Now home from the osteopath - he worked on her inside on the carpet while I stood outside, watching through the open door. He found a few minor things which he has adjusted - a stiff neck and a sore, tight spot in the middle of her back - but nothing dangerous. He said to take it easy for another few days to give the remaining inflammation a chance to heal, but no need to be too fussy about it as she will largely self limit. As we are only doing easy walks these days because of Poppy that's not too onerous in any case.

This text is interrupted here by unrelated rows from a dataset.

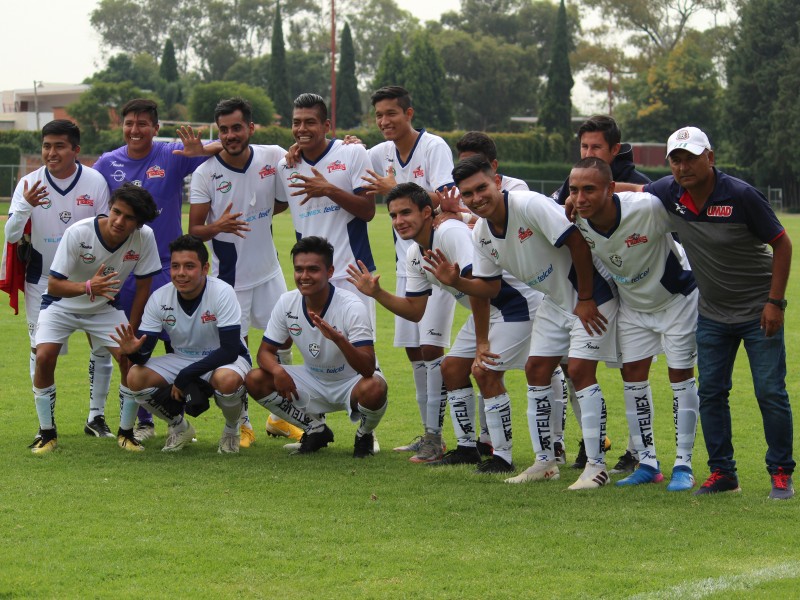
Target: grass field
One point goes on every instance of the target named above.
(92, 521)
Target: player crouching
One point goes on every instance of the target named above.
(331, 328)
(202, 317)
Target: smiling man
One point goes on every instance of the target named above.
(53, 197)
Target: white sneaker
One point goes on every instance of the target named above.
(541, 470)
(176, 440)
(229, 442)
(593, 477)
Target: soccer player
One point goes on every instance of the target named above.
(202, 316)
(90, 264)
(510, 316)
(60, 193)
(528, 235)
(415, 155)
(331, 328)
(160, 168)
(631, 235)
(726, 226)
(232, 205)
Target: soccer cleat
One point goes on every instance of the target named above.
(246, 436)
(593, 477)
(176, 440)
(432, 449)
(279, 428)
(541, 470)
(127, 441)
(644, 474)
(782, 488)
(144, 430)
(682, 479)
(364, 445)
(97, 427)
(46, 441)
(561, 455)
(462, 455)
(494, 465)
(718, 482)
(626, 464)
(229, 442)
(311, 442)
(413, 446)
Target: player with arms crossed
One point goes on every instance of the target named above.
(201, 315)
(92, 260)
(331, 329)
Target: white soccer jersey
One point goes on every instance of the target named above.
(196, 335)
(516, 301)
(344, 165)
(81, 196)
(82, 251)
(532, 250)
(429, 165)
(245, 262)
(345, 311)
(640, 254)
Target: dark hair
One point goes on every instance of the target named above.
(308, 100)
(190, 243)
(469, 166)
(392, 92)
(139, 199)
(605, 125)
(314, 244)
(592, 162)
(413, 192)
(479, 143)
(63, 127)
(230, 106)
(141, 106)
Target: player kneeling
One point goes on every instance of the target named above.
(202, 317)
(331, 328)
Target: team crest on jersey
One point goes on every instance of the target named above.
(156, 172)
(336, 165)
(635, 239)
(719, 211)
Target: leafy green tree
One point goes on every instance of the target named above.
(425, 80)
(205, 97)
(278, 86)
(556, 113)
(348, 103)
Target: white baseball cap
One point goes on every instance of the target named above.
(688, 138)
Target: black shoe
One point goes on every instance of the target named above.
(627, 464)
(719, 481)
(495, 465)
(580, 460)
(311, 442)
(462, 455)
(97, 427)
(484, 448)
(363, 446)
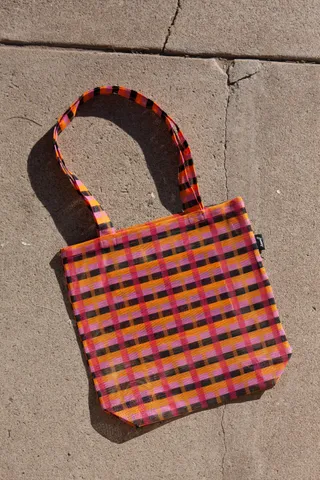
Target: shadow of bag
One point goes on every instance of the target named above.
(175, 315)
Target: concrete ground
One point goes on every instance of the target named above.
(253, 122)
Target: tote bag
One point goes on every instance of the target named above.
(175, 315)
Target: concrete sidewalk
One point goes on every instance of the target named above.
(253, 126)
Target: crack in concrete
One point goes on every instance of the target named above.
(224, 444)
(225, 165)
(173, 21)
(235, 82)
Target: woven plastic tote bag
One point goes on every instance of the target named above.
(175, 315)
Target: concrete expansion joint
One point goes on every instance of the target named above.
(173, 21)
(225, 451)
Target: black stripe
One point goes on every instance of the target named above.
(177, 350)
(182, 308)
(157, 275)
(160, 235)
(194, 385)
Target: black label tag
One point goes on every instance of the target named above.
(260, 242)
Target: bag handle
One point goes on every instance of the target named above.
(189, 192)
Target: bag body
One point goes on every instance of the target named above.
(175, 315)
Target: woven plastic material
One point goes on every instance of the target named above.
(175, 315)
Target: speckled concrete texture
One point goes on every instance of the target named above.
(273, 143)
(251, 28)
(118, 24)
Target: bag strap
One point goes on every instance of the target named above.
(189, 192)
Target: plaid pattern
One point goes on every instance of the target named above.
(175, 315)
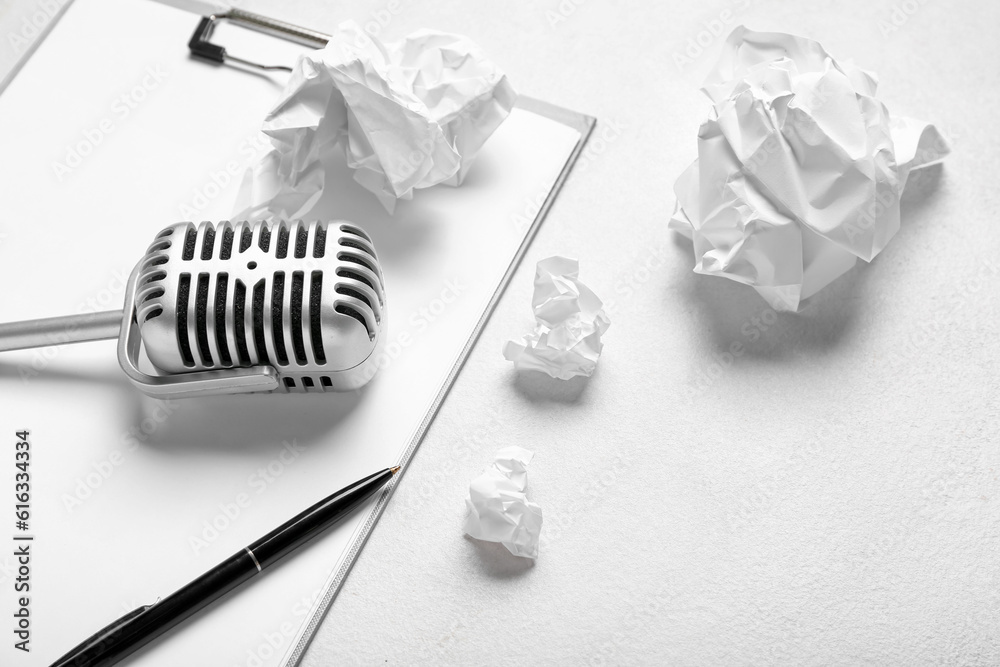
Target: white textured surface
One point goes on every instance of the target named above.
(830, 497)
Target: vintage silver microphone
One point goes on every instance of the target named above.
(247, 307)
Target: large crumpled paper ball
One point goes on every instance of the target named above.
(406, 115)
(800, 168)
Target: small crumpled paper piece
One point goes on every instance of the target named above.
(405, 115)
(570, 319)
(800, 168)
(499, 510)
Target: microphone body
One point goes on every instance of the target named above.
(238, 307)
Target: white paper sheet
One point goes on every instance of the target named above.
(134, 497)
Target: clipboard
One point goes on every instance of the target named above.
(111, 134)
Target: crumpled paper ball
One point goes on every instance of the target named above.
(800, 168)
(405, 115)
(499, 510)
(570, 321)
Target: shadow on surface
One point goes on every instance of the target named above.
(538, 387)
(254, 422)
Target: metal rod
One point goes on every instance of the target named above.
(60, 330)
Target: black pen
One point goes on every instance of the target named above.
(141, 626)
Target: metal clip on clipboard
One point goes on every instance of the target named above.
(202, 47)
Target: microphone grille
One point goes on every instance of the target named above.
(305, 298)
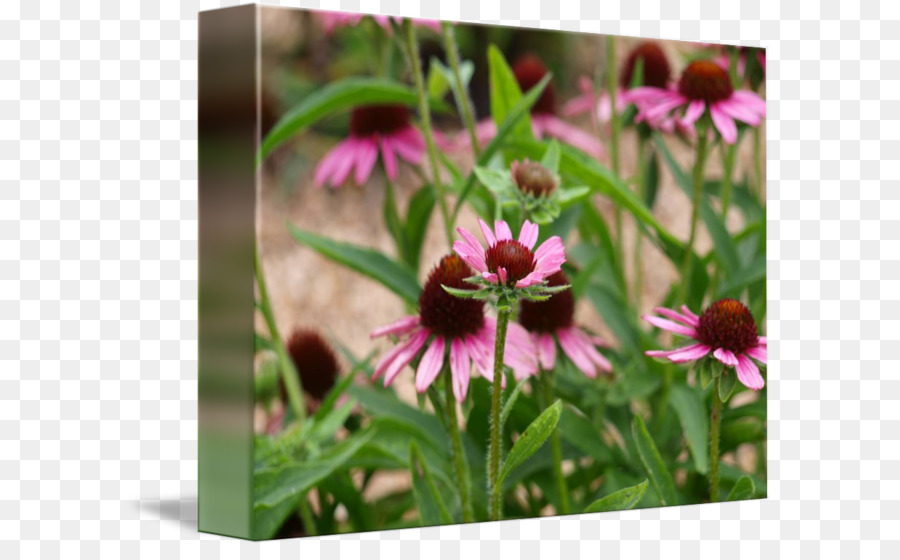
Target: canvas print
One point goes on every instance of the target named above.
(502, 273)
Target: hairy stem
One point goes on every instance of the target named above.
(415, 61)
(463, 101)
(497, 390)
(556, 447)
(461, 467)
(715, 422)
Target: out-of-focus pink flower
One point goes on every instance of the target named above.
(553, 321)
(509, 261)
(703, 86)
(374, 129)
(446, 321)
(726, 329)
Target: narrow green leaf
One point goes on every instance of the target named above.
(418, 215)
(505, 92)
(653, 463)
(743, 489)
(624, 499)
(531, 439)
(391, 274)
(336, 97)
(727, 383)
(692, 413)
(432, 510)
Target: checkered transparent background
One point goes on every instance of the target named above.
(98, 288)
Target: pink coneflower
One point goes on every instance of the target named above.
(726, 328)
(508, 261)
(554, 318)
(373, 128)
(334, 20)
(655, 73)
(457, 323)
(703, 86)
(529, 71)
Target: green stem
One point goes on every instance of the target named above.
(556, 447)
(415, 62)
(459, 457)
(497, 389)
(463, 101)
(288, 369)
(616, 126)
(728, 154)
(638, 237)
(715, 422)
(695, 212)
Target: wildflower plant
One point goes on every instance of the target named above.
(490, 387)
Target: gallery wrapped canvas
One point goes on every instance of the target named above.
(456, 273)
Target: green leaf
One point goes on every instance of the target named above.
(692, 413)
(391, 274)
(551, 157)
(505, 92)
(510, 403)
(333, 98)
(624, 499)
(726, 385)
(518, 112)
(743, 489)
(278, 490)
(418, 215)
(432, 510)
(726, 251)
(653, 463)
(531, 439)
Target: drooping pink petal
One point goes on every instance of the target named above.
(325, 169)
(758, 353)
(471, 255)
(691, 353)
(367, 155)
(748, 373)
(347, 162)
(546, 351)
(672, 326)
(528, 234)
(571, 135)
(400, 355)
(460, 365)
(737, 110)
(575, 352)
(727, 357)
(503, 231)
(397, 328)
(388, 157)
(488, 234)
(724, 124)
(430, 365)
(676, 316)
(694, 111)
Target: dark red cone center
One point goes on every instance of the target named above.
(374, 119)
(529, 70)
(315, 362)
(728, 324)
(444, 314)
(556, 313)
(513, 256)
(704, 80)
(533, 178)
(656, 70)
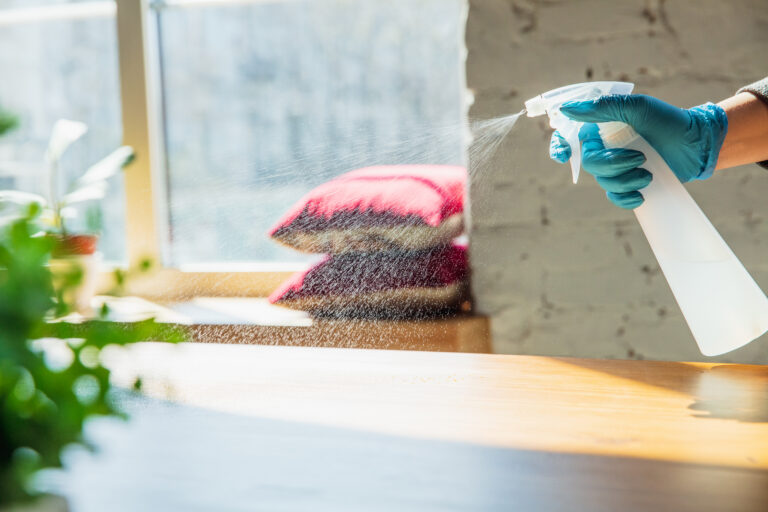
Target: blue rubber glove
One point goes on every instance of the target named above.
(689, 141)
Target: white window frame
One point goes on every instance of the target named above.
(147, 216)
(147, 220)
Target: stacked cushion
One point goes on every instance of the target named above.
(387, 232)
(385, 283)
(402, 207)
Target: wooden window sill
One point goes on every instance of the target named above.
(255, 321)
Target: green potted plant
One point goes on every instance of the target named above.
(71, 250)
(51, 376)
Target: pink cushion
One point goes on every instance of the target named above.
(432, 279)
(409, 207)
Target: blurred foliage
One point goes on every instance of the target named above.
(51, 376)
(7, 121)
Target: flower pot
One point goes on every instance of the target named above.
(42, 504)
(77, 253)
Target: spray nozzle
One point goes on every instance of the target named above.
(549, 103)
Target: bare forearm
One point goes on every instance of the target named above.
(747, 138)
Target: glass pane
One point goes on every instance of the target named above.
(268, 99)
(65, 68)
(39, 3)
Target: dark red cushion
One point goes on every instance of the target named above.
(409, 207)
(385, 281)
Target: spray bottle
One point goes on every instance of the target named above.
(722, 304)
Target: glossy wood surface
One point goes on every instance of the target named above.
(289, 428)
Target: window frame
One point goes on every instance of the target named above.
(147, 216)
(147, 221)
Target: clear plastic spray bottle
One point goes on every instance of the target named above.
(722, 304)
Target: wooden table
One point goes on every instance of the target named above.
(244, 428)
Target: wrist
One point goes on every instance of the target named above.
(712, 123)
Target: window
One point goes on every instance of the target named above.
(60, 61)
(235, 109)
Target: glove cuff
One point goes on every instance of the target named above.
(713, 125)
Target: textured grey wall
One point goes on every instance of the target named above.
(559, 269)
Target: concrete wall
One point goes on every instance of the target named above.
(559, 269)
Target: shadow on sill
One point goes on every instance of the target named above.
(255, 321)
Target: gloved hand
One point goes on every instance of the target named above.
(689, 141)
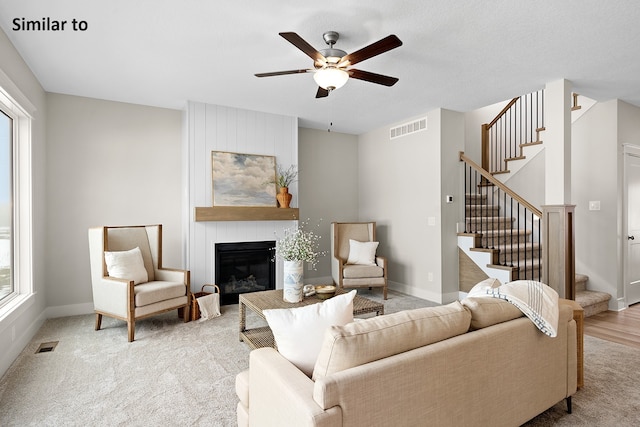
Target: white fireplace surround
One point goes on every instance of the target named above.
(215, 128)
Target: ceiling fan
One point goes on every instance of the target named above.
(332, 67)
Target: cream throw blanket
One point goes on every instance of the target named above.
(536, 300)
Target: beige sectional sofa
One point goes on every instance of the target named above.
(476, 362)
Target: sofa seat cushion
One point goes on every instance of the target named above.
(358, 271)
(299, 331)
(156, 291)
(378, 337)
(486, 311)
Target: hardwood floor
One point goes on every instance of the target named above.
(622, 326)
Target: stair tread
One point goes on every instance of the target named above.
(592, 297)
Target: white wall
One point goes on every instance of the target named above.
(108, 163)
(628, 133)
(594, 177)
(328, 187)
(401, 188)
(212, 127)
(17, 328)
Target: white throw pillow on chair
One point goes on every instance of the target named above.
(127, 265)
(363, 253)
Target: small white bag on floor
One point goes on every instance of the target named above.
(209, 306)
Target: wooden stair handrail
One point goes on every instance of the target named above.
(503, 112)
(490, 178)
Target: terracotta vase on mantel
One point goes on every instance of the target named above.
(284, 197)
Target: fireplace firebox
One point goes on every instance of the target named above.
(244, 267)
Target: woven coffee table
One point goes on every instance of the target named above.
(258, 301)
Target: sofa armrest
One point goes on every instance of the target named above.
(281, 394)
(336, 270)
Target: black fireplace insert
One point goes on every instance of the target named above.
(244, 267)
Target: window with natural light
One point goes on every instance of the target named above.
(6, 214)
(16, 275)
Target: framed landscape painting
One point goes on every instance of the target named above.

I'm glad I made the appointment, even though a 50 mile round trip felt like a major undertaking in these strange times. So much to plan, from remembering how to set an alarm on my phone in case I wasn't awake in time to not drinking too much coffee, as I would not be able to use the loo! He was as always wonderfully calm and reassuring, and Sophy was clearly more comfortable, although she did make a break for the door when he started working on the tender spot!


----------



## Liz (Oct 2, 2010)

Such a relief to receive positive news!


----------



## Click-N-Treat (Nov 9, 2015)

Well, that’s the news I was hoping for. Glad she is on the mend.


----------



## fjm (Jun 4, 2010)

We did a very short walk on the way home, then she had a nice long snooze while I had a much needed coffee before going for a rather longer walk in the unexpectedly warm sunshine. I managed to find a not too soggy field with short grass, and Sophy celebrated by running flat out - not quite zoomies as she avoided sharp twists and turns, but a joyous sight even so! I think she is definitely feeling better.


----------